Following the incursion, the team made a decision to transfer 60 million FORCE tokens from the treasury multisignature wallet into a deployer wallet to create and execute three votes that would effectively burn the FORCE balances in three of the hackers’ addresses.
The post-mortem explained that the xFORCE platform affected was a fork of a SushiSwap smart contract containing a mechanism to revert tokens in the event of failed transactions. The protocol describes xFORCE as the “interest-bearing” version of FORCE, representing shares in its pools similar to how liquidity provider tokens work.
A flaw in the contract used by ForceDAO enabled the attackers to exploit this mechanism to mint xFORCE tokens, which were then withdrawn and exchanged for ETH on the markets.

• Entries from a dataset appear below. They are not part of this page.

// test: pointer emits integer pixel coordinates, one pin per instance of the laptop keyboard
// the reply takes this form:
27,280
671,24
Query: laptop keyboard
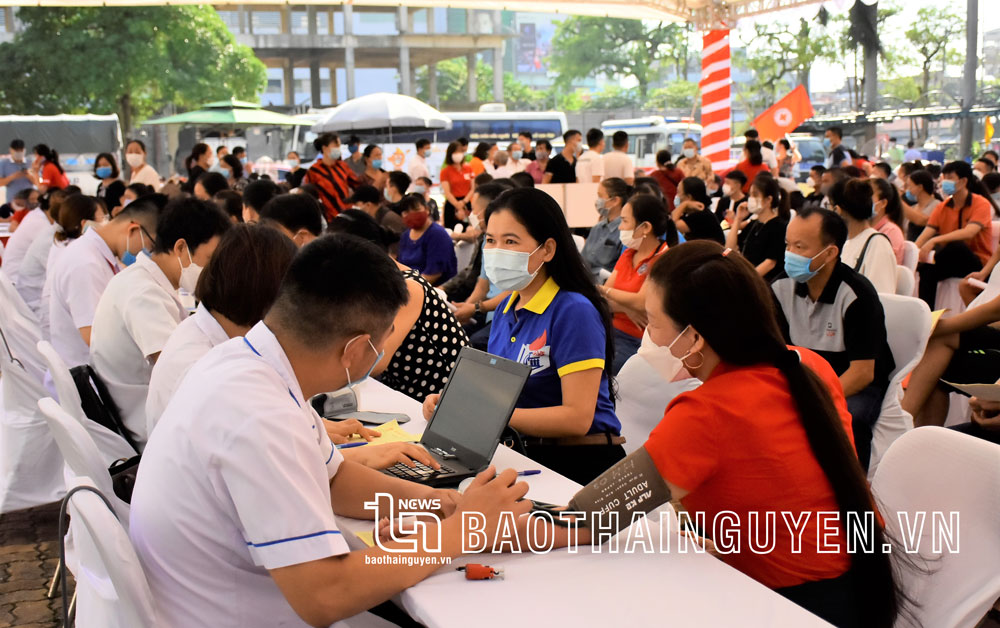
417,473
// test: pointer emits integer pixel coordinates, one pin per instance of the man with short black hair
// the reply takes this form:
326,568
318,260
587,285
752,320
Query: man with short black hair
398,184
618,163
240,481
732,193
83,270
14,171
418,163
826,306
562,167
298,216
141,306
590,166
838,156
255,196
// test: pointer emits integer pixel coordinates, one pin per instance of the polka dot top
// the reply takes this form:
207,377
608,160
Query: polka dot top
424,360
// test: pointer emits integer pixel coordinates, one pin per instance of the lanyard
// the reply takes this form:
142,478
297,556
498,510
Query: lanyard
257,353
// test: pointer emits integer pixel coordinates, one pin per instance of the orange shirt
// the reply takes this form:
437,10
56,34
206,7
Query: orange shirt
460,180
945,218
630,279
750,171
52,177
737,444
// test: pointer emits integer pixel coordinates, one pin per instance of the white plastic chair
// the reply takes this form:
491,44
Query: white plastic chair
908,326
81,454
934,469
905,281
110,444
30,463
642,398
911,255
111,587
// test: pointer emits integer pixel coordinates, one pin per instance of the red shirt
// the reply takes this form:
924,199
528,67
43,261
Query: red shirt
53,177
737,444
630,279
945,218
334,183
460,179
668,179
750,171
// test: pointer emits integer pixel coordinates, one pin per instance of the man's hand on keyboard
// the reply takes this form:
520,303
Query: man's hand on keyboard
384,456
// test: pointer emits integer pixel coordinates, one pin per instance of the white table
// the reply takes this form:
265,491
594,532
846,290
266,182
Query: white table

The team acknowledged the attack would have been relatively easy to prevent.
“This could’ve been prevented by using a standard Open Zeppelin ERC-20 or adding a safeTransferFrom wrapper in the xSUSHI contract.”
It added that the hack was currently under investigation, as some of the addresses originated from the popular exchanges FTX and Binance. A snapshot will be taken, and the project will be relaunched with a new xFORCE token, it added.
Following the launch and airdrop, the price of FORCE surged to over $2 on Apr. 4 but has since crashed over 95% to $0.05 at the time of writing.